In literature, "ultimate" frequently serves to signal an endpoint or a distilled essence of experience. It is used to denote the final outcome of actions or a character’s fate—as in a decision leading to final ruin ([1]) or the predicted culmination of success ([2], [3]). At the same time, the term encapsulates fundamental principles that underpin consciousness or moral order; authors speak of the ultimate modes of mind ([4]) and describe abstract, even transcendent, goals ([5], [6], [7]).

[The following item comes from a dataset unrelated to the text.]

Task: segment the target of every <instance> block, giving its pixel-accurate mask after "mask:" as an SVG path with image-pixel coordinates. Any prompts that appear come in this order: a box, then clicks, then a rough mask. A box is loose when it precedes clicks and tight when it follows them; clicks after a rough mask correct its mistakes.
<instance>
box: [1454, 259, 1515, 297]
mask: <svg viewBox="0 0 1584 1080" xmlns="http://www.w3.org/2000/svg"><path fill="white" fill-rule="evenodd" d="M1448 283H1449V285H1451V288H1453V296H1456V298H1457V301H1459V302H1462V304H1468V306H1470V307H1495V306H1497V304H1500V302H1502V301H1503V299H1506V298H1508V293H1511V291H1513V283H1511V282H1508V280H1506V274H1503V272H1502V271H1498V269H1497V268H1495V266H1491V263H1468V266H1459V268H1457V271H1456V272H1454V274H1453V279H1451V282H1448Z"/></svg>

Whether indicating a fixed terminus or the highest degree of an idea—from the concrete limits of power ([8]) to metaphysical truths ([9], [10])—"ultimate" imbues narratives with a sense of decisive, sometimes provocative finality ([11], [12]).
  1. Therefore, the duke erred in his choice, and it was the cause of his ultimate ruin.
    — from The Prince by Niccolò Machiavelli
  2. Great tenacity of purpose is the only thing that will carry you over the hard places which appear in every career to ultimate triumph.
    — from Pushing to the Front by Orison Swett Marden
  3. Ultimate success came with the development of loudspeakers on tank mounts.
    — from Psychological Warfare by Paul Myron Anthony Linebarger
  4. Knowledge, feeling, desire, these are the three ultimate modes of consciousness, of which the second has not yet been described.
    — from Kant's Critique of Judgement by Immanuel Kant
  5. This ultimate goal of the present dispensation in time is similarly stated in several passages.
    — from St. Paul's Epistles to the Colossians and Philemon by J. B. Lightfoot
  6. It has been assumed, tacitly and avowedly, directly and indirectly, that the ultimate object of all Poetry is Truth.
    — from The Works of Edgar Allan Poe, The Raven Edition by Edgar Allan Poe
  7. All other ends are relative to this good, since they are all pursued only for the sake of good; it is good which is the sole ultimate end.
    — from The Consolation of Philosophy by Boethius
  8. In a family, as in a state, some one person must be the ultimate ruler.
    — from The Subjection of Women by John Stuart Mill
  9. The Ultimate Ground of the Universe is the Supreme Spirit .
    — from Know the Truth: A Critique on the Hamiltonian Theory of Limitation by Jesse Henry Jones
  10. His poetry, without ceasing to be a fiction in its method and ideality, would be an ultimate truth in its practical scope.
    — from The Life of Reason: The Phases of Human Progress by George Santayana
  11. This is the final blessedness, this the ultimate consummation, the unending end.
    — from The City of God, Volume II by Bishop of Hippo Saint Augustine
  12. This seems to be the true analysis of Berkeley's argument, and the ultimate fallacy upon which it rests.